Récemment, j'ai reçu mon cadeau de Noël avant l'heure pour remplacer mon Mbk volé : un Trek 7.2. J'ai effectué pour instant à peu près 100km avec ce Trek 7.2. C'est un vélo très confortable, maniable, et assez nerveux pour un vélo hybride urbain; les changements de vitesses sont précis, les roues 700x35 réduisent bien les déformations de la route. Cependant il est un peu moins sportif que les Mbk RTB. J'avais beaucoup hésité à reprendre un Mbk mais au final, je ne suis pas dutout déçu. Je recommence à m'éclater le matin et le soir. Au passage le vélociste Vélo Station dans le 12ème est vraiment bien, je vous conseil ce magasin (vous y trouverez également les vélos Giant qui sont pour moi un peu moins sport que les Trek). L'utilisation du vélo pour aller au travail me permet d'effectuer environ 45 min d'exercice par jour.


Mon vélo avec garde-boue+bar end +antivol Abus Bordo, je suis prêt à surmonter le vent, la pluie, la neige et le soleil avec ce nouveau compagnon de voyage.

Au passage savez vous que le vélo est le moyen de déplacement le plus optimal en terme de rendement énergétique. 100 km en vélo à 20km/h nécessite 1,6kWh tandis que 100km en voiture représente environ 7l d'essence en moyenne et 70 kWh (en mode urbain les proportions exploses). Le rendement d'un déplacement en vélo est 40 à 50 fois plus efficace qu'en voiture !
Au Canada, chaque voyage en voiture remplacé par un déplacement en vélo permet à la société d’économiser 60¢/km (coûts de santé, accidents, pollution, etc.).
J'en suis convaincu que le vélo est l'avenir des déplacements urbains.

Quelques avantages des déplacements en vélo (liste non exhaustive):
- écologique : peu de production de gaz à l'effet de serre, peu polluant (la transformation de la nourriture est un processus polluant, l'humain dégage des gaz ...) mais moins que la voiture, énergie renouvelable (ça dépend du type de nourriture, car la production de la nourriture nécessite l'utilisation de l'énergie non renouvelable).
- santé publique : réduction de la surcharge pondérale et de l'obésité, des maladies cardio-vasculaires, du stress (si on ne compte pas les enguelades avec les automobilites). Un article intéressant sur le vélo et la sante de la Fubicy
- gain de temps : sur des distances d'environ 5km en milieu urbain le vélo est plus rapide que la voiture ou les transports en commun. Le gain de temps permet de découvrir son quartier, les intérêts, le commerce local ce qui contribue à développer l'économie locale.
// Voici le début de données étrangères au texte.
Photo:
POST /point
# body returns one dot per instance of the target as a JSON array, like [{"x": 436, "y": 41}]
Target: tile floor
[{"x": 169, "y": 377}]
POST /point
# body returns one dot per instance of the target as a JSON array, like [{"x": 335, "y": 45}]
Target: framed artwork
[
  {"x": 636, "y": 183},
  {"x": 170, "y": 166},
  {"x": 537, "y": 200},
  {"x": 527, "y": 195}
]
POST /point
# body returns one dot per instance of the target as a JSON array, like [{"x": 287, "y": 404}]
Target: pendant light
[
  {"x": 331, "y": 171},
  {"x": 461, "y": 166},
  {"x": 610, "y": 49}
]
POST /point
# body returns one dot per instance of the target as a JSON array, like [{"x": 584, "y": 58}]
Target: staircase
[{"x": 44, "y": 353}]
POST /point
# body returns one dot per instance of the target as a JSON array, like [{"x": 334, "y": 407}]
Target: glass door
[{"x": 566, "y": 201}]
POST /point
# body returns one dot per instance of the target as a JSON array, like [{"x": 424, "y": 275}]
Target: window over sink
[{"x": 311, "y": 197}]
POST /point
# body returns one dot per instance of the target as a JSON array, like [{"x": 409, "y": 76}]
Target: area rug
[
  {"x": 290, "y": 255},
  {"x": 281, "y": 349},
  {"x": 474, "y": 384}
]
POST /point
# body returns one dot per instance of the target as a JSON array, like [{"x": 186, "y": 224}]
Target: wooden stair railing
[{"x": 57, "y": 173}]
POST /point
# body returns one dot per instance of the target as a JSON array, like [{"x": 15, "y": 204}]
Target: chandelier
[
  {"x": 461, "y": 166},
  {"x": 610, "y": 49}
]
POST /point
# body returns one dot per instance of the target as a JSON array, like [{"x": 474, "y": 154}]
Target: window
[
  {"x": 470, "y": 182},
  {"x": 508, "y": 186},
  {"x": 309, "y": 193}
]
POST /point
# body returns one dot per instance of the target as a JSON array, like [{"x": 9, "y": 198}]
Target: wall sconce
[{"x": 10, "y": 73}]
Ou bien cela permet d'aller s'entrainer : courir, nager plus longtemps ! Voilà une méthode d'optimisation du temps.

Inconvénient :
le vol ! Mais il existe des parades, désormais, je ne laisserai pas mon Trek dans la rue, j'utiliserai le Vélib ou mon vieux VTT pour les déplacements "à risque".

Sinon au niveau de l'entrainement de la course à pied, j'ai décidé de prendre une semaine de repos pour soigner complètement ma tendinite au tendon d'Achille.
Pour remplacer la cap, aujourd'hui j'ai fait de la natation et du vélo.
Natation : 2 km (25'30" à 160 puls + 26' à 162 puls), mon rythme cardiaque est relativement bas, mon cardio a-t-il bien fonctionné sous l'eau? J'arrive maintenant à faire le crawl avec une respiration alterné en 3 temps.
Vélo : 6 + 30 (j'ai du aller chez le vélociste pour remplacer une vis sur mon vélo) + 10 => 45 km au total pour la journée.